The Manitowoc Co. last week reported sales of $838.7 million for the fourth quarter of 2009, down 31.1 percent from $1.2 billion in the fourth quarter of 2008. The sales decrease was due primarily to a 49.1-percent decline in the Crane segment, partially offset by a 31.3 percent increase in the Foodservice segment.
On a GAAP basis, the company reported a loss of $23.5 million, or $0.18 per diluted share, for the quarter, versus a net loss of $200.4 million, or $1.54 per share, in the fourth quarter of 2008. Both periods included special items. Excluding special items, the adjusted earnings from continuing operations was a loss of $9.3 million, or $0.07 per share, for the fourth quarter of 2009, versus similarly adjusted earnings of $59.4 million, or $0.46 per share, in the fourth quarter of 2008.
For the full-year 2009, sales were $3.8 billion, a 16-percent decline from $4.5 billion in 2008. The net loss for 2009 was $704.2 million, or $5.41 per share, versus earnings of $10.0 million, or $0.08 per share, for the prior year. Excluding the special items described in the reconciliation below, net earnings from continuing operations for 2009 were $46.8 million, or $0.36 per share, versus $368.6 million, or $2.80 per share, for 2008.

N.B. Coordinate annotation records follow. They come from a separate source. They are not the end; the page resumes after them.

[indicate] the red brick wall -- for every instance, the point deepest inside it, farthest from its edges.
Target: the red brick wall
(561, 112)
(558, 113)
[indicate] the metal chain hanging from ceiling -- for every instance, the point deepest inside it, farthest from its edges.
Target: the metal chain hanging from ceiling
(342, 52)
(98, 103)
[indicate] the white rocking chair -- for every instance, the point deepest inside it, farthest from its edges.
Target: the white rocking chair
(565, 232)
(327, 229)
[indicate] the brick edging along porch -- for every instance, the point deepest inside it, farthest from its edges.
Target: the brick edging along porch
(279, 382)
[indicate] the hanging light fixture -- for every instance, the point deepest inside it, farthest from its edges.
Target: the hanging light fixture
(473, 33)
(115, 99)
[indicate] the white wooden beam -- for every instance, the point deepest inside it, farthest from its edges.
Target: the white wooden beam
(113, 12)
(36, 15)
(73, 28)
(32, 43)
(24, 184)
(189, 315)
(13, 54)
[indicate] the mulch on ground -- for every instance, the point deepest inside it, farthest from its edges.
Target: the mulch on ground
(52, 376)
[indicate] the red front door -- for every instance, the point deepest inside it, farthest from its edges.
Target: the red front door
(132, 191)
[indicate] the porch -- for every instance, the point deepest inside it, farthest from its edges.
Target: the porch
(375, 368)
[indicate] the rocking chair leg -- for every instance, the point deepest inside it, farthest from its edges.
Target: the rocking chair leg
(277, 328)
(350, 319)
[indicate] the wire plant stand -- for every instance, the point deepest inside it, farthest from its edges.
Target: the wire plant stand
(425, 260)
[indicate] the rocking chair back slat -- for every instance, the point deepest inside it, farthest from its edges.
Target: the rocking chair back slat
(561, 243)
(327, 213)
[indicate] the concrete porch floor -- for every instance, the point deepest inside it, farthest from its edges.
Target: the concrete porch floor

“Although we continue to be faced with a challenging business environment, we are encouraged by recently improving metrics and trends for 2010,” said Glen Tellock, Manitowoc’s chairman and CEO. “We clearly exceeded our adjusted targets for cash flow and debt reduction, foodservice margin targets were achieved, and crane segment revenue was maintained at third-quarter levels. We also expect that 2010 will see increasing benefits from the operational efficiencies, process improvements, cost reductions, and synergies that we implemented in 2009.”
Fourth-quarter 2009 net sales in the Crane segment were $480.2 million, down 49.1 percent from $943.6 million in the fourth quarter of 2008. On a sequential quarter basis, fourth-quarter sales were essentially even with those in the third quarter of 2009. Crane segment operating earnings for the fourth quarter of 2009 decreased to $18.3 million from $114.9 million in the same period last year. On a sequential quarter basis, operating earnings were down $2.5 million from the third quarter of 2009 due primarily to reduced overhead absorption.
Crane segment backlog totaled $573 million at Dec. 31, 2009, a decline of 14.1 percent from the $667 million backlog at Sept. 30, 2009. “The percentage decline in backlog diminished in the fourth quarter as the net positive order flow trend that began in March continued through December,” said Tellock.
For 2010, the company said it expects that the year-over-year percentage decline in revenues in the Crane segment will be significantly lower than the 41.2 percent decline in 2009. “We also expect Crane segment revenues in the first half of 2010 will be significantly lower than the first half of 2009; however, we expect Crane segment revenue gains in the second half of 2010 versus the second half of 2009,” Tellock said. “Additionally, we expect full-year operating margins in our Crane segment will track above the 3.5 percent trough margin that we experienced in 2003. Other 2010 financial expectations include capital expenditures of approximately $50 million, depreciation and amortization of approximately $145 million, and debt reduction of at least $200 million.”
Headquartered in Manitowoc, Wis., The Manitowoc Co. is a provider of lifting equipment for the global construction industry, including lattice-boom cranes, tower cranes, mobile telescopic cranes, and boom trucks. The company also manufactures commercial foodservice equipment.